Ermiş Sitki Samet, Inan Umit Ubeyt, Oztürk Faruk
Department of Ophthalmology, School of Medicine, University of Afyon Kocatepe, Afyon, Turkey.
J Cataract Refract Surg. 2004 Jun;30(6):1316-9. doi: 10.1016/j.jcrs.2003.11.034.
To evaluate surgically induced corneal astigmatism after small superotemporal and superonasal clear corneal incision cataract surgery.
Department of Ophthalmology, School of Medicine, University of Afyon Kocatepe, Afyon, Turkey.
This prospective study comprised 56 eyes of 28 patients who had bilateral phacoemulsification and implantation of a foldable intraocular lens (IOL) through a corneal tunnel incision. A superotemporal incision was used in all right eyes, and a superonasal incision was used in all left eyes. Topography was performed preoperatively and at 1 week, 1, 3, and 6 months, and 1 year. Surgically induced astigmatism (SIA) was calculated by vector analyses using the Holladay-Cravy-Koch method. The incision length was measured and was between 3.30 mm and 3.50 mm in all eyes.

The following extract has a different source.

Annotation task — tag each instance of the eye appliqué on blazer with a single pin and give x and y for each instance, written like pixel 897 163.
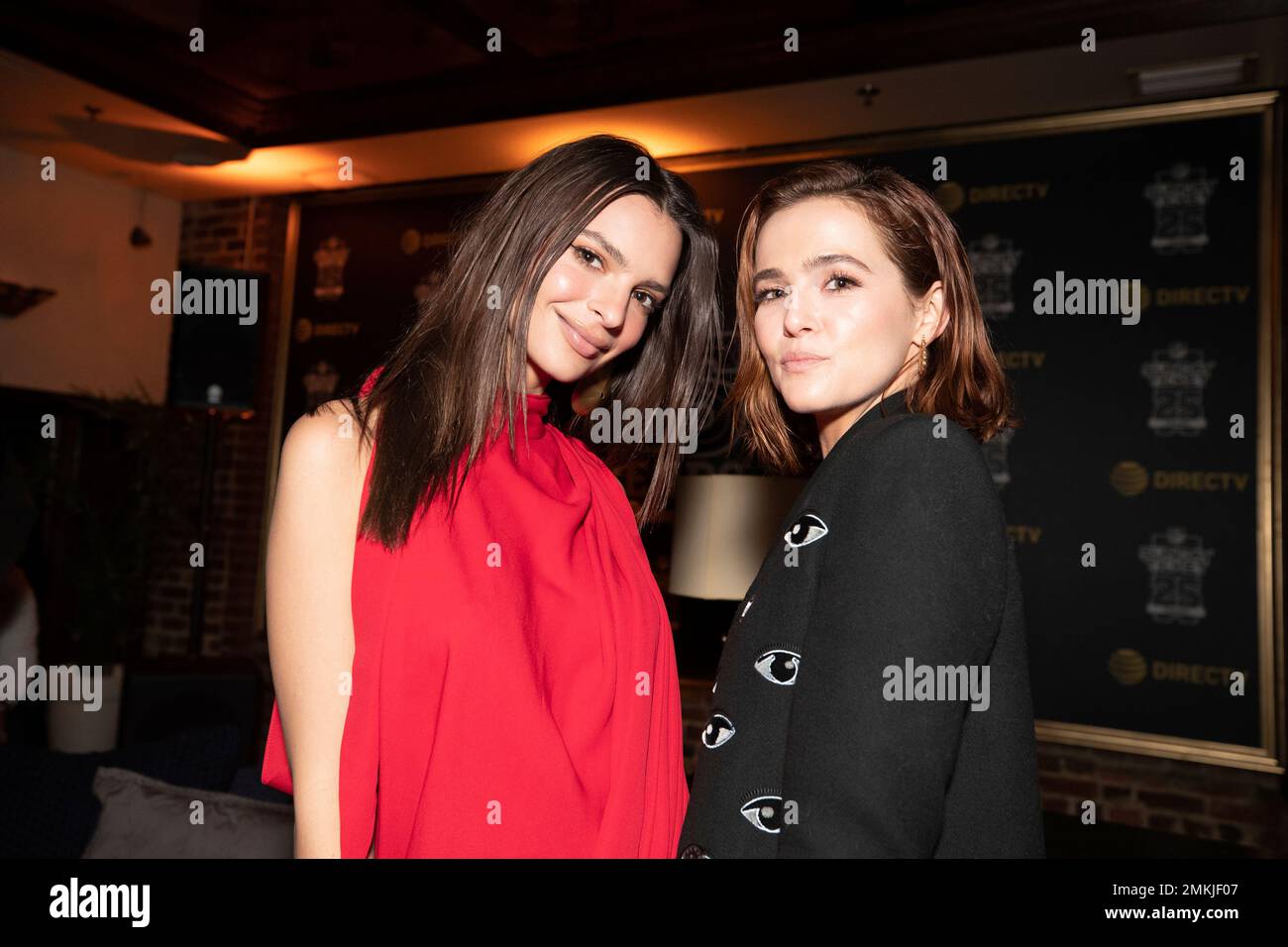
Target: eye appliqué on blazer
pixel 807 528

Although SIA did not differ significantly between the 2 incision groups (P>.05), decomposition of vectors showed that the horizontal component of SIA after superonasal incision was statistically significantly higher than superotemporal incision throughout the study (P<.05). Vertical components of SIA and the incision size after IOL implantation with the syringe/cartridge system between the 2 incision groups were not significantly different (P>.05).
There was no statistically significant difference in SIA between superotemporal incisions in the right eyes and superonasal incisions in the left eyes 1 year after surgery for a surgeon who sits at the 12 o'clock. Superonasal clear corneal incisions can be used in left eyes and superotemporal clear corneal incisions in right eyes.
评估颞上方和鼻上方小切口透明角膜白内障手术后手术引起的角膜散光。
土耳其阿菲永科泰佩大学医学院眼科。
这项前瞻性研究纳入了28例患者的56只眼,这些患者均接受了双侧超声乳化白内障吸除术,并通过角膜隧道切口植入可折叠人工晶状体(IOL)。所有右眼采用颞上方切口,所有左眼采用鼻上方切口。术前以及术后1周、1个月、3个月、6个月和1年进行角膜地形图检查。采用霍拉迪-克拉维-科赫方法通过矢量分析计算手术引起的散光(SIA)。测量切口长度,所有眼的切口长度在3.30 mm至3.50 mm之间。
虽然两组切口的SIA差异无统计学意义(P>0.05),但矢量分解显示,在整个研究过程中,鼻上方切口后SIA的水平分量在统计学上显著高于颞上方切口(P<0.05)。两组切口之间,IOL通过注射器/药筒系统植入后SIA的垂直分量和切口大小差异无统计学意义(P>0.05)。
对于坐在12点位置的外科医生而言,术后1年,右眼颞上方切口和左眼鼻上方切口的SIA在统计学上无显著差异。左眼可采用鼻上方透明角膜切口,右眼可采用颞上方透明角膜切口。